La laguna del Dorado

Mauricio García Villegas
07 de julio de 2018 - 02:00 a. m.

Hace poco visité la laguna de Guatavita, ubicada a 3.000 metros de altura sobre la cordillera Oriental y a sólo 70 kilómetros de Bogotá. Como se sabe, éste era lugar sagrado del pueblo Muisca, en donde se llevaba a cabo un ceremonia fastuosa que dio lugar a la leyenda de El Dorado. Según esa leyenda, el cacique, con su cuerpo impregnado de oro, se internaba en una balsa hasta el centro de la laguna para luego bañarse en ella mientras sus súbditos lanzaban objetos preciosos al agua.

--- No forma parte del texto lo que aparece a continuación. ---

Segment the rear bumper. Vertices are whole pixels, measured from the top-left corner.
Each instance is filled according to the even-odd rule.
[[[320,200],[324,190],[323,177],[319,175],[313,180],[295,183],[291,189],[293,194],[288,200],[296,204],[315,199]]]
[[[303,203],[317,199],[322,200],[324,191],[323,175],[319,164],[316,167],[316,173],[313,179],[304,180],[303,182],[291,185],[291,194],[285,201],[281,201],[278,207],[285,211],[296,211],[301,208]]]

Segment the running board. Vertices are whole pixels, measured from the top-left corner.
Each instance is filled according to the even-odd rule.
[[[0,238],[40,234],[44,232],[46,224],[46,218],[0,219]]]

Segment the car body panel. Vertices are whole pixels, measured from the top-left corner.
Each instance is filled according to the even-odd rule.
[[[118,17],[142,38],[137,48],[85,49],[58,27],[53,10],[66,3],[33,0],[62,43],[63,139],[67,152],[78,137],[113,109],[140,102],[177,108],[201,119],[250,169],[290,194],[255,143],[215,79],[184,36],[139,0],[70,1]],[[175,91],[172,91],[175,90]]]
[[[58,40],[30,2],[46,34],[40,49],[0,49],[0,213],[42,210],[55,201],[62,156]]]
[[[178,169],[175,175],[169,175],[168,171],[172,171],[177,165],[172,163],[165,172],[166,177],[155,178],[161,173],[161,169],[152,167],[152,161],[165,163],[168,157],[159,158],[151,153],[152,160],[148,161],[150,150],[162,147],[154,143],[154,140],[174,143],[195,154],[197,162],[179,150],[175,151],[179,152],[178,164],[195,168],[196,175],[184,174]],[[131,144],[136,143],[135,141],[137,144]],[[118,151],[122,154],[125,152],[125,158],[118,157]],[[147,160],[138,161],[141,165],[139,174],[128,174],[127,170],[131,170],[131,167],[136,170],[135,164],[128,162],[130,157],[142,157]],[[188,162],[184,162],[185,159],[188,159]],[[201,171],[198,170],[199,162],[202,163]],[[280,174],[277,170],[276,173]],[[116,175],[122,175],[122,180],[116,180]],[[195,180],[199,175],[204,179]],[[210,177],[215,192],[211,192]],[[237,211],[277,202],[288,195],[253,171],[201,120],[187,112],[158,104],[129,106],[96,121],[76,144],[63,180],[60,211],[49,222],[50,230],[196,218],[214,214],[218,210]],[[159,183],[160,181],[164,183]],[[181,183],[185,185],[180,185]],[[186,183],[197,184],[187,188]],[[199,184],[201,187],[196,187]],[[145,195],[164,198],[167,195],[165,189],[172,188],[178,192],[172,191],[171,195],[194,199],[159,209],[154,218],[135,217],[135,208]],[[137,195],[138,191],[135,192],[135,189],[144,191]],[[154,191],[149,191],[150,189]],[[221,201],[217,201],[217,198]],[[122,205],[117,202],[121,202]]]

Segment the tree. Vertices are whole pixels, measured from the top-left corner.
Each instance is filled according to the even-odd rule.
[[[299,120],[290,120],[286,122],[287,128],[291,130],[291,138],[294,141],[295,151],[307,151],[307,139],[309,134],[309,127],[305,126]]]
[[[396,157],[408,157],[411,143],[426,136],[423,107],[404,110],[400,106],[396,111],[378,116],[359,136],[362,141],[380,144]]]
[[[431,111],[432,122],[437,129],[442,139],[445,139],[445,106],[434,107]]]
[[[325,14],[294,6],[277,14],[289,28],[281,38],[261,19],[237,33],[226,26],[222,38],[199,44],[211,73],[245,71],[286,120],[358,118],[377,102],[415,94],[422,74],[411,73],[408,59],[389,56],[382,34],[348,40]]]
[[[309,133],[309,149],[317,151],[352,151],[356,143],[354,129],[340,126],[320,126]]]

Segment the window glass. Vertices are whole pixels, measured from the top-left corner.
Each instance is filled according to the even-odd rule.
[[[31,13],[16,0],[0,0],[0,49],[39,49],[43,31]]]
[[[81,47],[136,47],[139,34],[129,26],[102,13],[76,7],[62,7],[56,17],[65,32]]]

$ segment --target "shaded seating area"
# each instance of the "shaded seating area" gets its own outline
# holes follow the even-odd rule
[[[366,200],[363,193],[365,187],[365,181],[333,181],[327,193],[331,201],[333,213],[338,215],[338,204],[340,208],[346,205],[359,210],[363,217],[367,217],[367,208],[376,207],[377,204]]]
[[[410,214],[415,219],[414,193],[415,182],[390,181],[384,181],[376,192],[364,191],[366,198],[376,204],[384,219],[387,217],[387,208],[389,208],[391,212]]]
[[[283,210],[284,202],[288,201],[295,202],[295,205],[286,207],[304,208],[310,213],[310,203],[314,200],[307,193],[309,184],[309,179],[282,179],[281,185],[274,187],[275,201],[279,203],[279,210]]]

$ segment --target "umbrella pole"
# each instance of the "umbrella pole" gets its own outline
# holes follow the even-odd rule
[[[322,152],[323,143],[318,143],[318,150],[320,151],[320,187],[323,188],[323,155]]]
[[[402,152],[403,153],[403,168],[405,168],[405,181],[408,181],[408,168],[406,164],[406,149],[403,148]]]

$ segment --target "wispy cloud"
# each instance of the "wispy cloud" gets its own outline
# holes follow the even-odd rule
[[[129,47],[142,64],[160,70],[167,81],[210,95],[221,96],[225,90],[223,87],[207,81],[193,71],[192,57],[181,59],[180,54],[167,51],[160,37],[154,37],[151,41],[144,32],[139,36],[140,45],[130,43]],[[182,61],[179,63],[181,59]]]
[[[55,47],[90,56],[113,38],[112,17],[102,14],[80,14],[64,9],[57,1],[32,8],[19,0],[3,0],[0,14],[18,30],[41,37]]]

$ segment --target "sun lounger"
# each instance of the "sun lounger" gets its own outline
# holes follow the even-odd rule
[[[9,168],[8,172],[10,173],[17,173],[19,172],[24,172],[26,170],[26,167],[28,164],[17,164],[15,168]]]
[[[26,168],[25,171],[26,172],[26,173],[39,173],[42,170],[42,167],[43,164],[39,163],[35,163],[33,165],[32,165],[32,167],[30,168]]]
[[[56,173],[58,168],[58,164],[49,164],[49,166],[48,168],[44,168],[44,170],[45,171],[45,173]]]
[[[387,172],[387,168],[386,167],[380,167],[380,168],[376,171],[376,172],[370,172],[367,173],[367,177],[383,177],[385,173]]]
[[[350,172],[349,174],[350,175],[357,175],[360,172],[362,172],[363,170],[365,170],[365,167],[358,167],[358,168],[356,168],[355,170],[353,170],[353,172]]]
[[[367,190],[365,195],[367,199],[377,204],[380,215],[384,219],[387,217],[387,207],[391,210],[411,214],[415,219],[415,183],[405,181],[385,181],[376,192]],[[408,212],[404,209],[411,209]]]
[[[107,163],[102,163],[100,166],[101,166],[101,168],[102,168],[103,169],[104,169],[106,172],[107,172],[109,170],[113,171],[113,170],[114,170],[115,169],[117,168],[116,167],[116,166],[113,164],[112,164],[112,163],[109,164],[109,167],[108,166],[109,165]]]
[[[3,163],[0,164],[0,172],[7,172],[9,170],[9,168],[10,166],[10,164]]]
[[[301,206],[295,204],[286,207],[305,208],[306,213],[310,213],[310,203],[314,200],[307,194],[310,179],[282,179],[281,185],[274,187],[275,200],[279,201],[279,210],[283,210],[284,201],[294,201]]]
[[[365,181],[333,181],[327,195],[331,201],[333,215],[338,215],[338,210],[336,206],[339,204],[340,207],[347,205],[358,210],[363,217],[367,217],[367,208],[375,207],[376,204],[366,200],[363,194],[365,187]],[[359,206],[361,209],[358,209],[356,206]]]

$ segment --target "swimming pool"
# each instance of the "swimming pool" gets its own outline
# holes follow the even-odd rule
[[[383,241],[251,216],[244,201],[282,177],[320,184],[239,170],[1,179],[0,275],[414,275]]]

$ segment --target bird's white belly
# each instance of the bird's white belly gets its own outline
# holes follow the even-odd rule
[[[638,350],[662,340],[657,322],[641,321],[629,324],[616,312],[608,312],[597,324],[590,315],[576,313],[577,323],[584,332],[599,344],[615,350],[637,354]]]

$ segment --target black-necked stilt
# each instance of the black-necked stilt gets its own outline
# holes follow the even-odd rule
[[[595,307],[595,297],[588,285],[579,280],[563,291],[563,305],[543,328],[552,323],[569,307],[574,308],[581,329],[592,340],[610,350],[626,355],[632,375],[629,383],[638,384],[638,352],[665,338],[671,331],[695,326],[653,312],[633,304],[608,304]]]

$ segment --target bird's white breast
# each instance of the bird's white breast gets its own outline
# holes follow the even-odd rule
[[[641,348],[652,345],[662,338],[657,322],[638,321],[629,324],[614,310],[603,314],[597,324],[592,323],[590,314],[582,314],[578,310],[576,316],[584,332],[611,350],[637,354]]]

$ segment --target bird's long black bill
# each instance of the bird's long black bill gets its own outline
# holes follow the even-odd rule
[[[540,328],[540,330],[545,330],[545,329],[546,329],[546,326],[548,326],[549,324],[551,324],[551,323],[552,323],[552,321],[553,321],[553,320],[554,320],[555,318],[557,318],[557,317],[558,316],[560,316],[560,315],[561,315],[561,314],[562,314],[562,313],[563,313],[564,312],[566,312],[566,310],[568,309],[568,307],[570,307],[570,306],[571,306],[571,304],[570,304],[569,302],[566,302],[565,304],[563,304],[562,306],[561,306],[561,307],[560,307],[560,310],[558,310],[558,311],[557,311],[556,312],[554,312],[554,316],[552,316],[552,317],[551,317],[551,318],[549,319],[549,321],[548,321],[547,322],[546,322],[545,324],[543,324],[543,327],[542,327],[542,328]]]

Buena parte del espíritu de La Conquista española (esa empresa extraordinaria embelesada con el oro y adornada con la fe) estuvo impulsada por las elaboraciones fantasiosas de esta ceremonia en las mentes alucinadas de los soldados del imperio.

Siempre es una experiencia fascinante ir a los sitios que han desatado la imaginación de los antepasados y cambiado el curso de la historia. Cuando vi la laguna por primera vez me impresionó lo pequeña que era o, mejor dicho, lo pequeña que había quedado después de haber sido, hasta finales del siglo XIX, vaciada en más de la mitad de su contenido por buscadores de oro, ingleses y alemanes entre otros, que le abrieron un boquete a la montaña para drenar el agua y sacar las piezas de oro que reposaban en el fondo de la laguna. Pero el fracaso de casi todas estas empresas aplacó la codicia de los cazafortunas y el lugar quedó reducido al abandono, en una especie de castigo impartido por los hombres a una naturaleza que nunca entregó el tesoro. Era tal el deterioro del lugar que a principios del siglo XXI el parque fue cerrado al público para intentar su recuperación. Hoy ha renacido buena parte de su esplendor, con los frailejones, las bromelias, los líquenes, las árnicas y los musgos multicolores.

Digo todo esto, no para relatar mis experiencias de viaje, sino porque creo que esta laguna es una buena metáfora de la manera como los colombianos nos relacionamos con la naturaleza y con la historia. Me explico. Este sitio es uno de los más bellos de la cordillera Oriental. No sólo por el agua recogida, como en un puñado de la montaña, sino por el páramo. Los colombianos no apreciamos la maravilla que es este ecosistema: un trópico frío y colorido en donde los árboles centenarios no superan los dos metros de altura, con sus troncos retorcidos y sus hojas diminutas, rodeados por un jardín natural de una belleza exuberante, parecida a la de los corales del caribe, 3.500 metros más abajo. Colombia tiene el páramo más grande del mundo, esparcido en una extensión de tan solo el 2% de su territorio. Pero buena parte de este paraíso tropical está estropeado por los cultivos de papa, por la ganadería o, peor aún, por la minería. El parque forestal en donde está la laguna de Guatavita sólo tiene una extensión de 63 hectáreas, menos que la mayoría de las fincas paperas que lo rodean. ¿Cómo es posible, me preguntaron algunos extranjeros que encontré en el sitio, que semejante belleza no sea un parque estatal de decenas de miles de hectáreas?

En cuanto a la historia, es increíble que un sitio natural con semejante importancia haya sido abandonado durante siglos y todavía esté en proceso de recuperación. Al desprecio por la naturaleza (por el páramo) los colombianos sumamos el menosprecio por nuestro pasado y por los orígenes de nuestra sociedad. Parafraseando un dicho muy citado (a veces mal citado) de Jorge de Santayana, digamos que los pueblos que desconocen la historia de su atraso social y cultural, están condenados a repetir esa historia.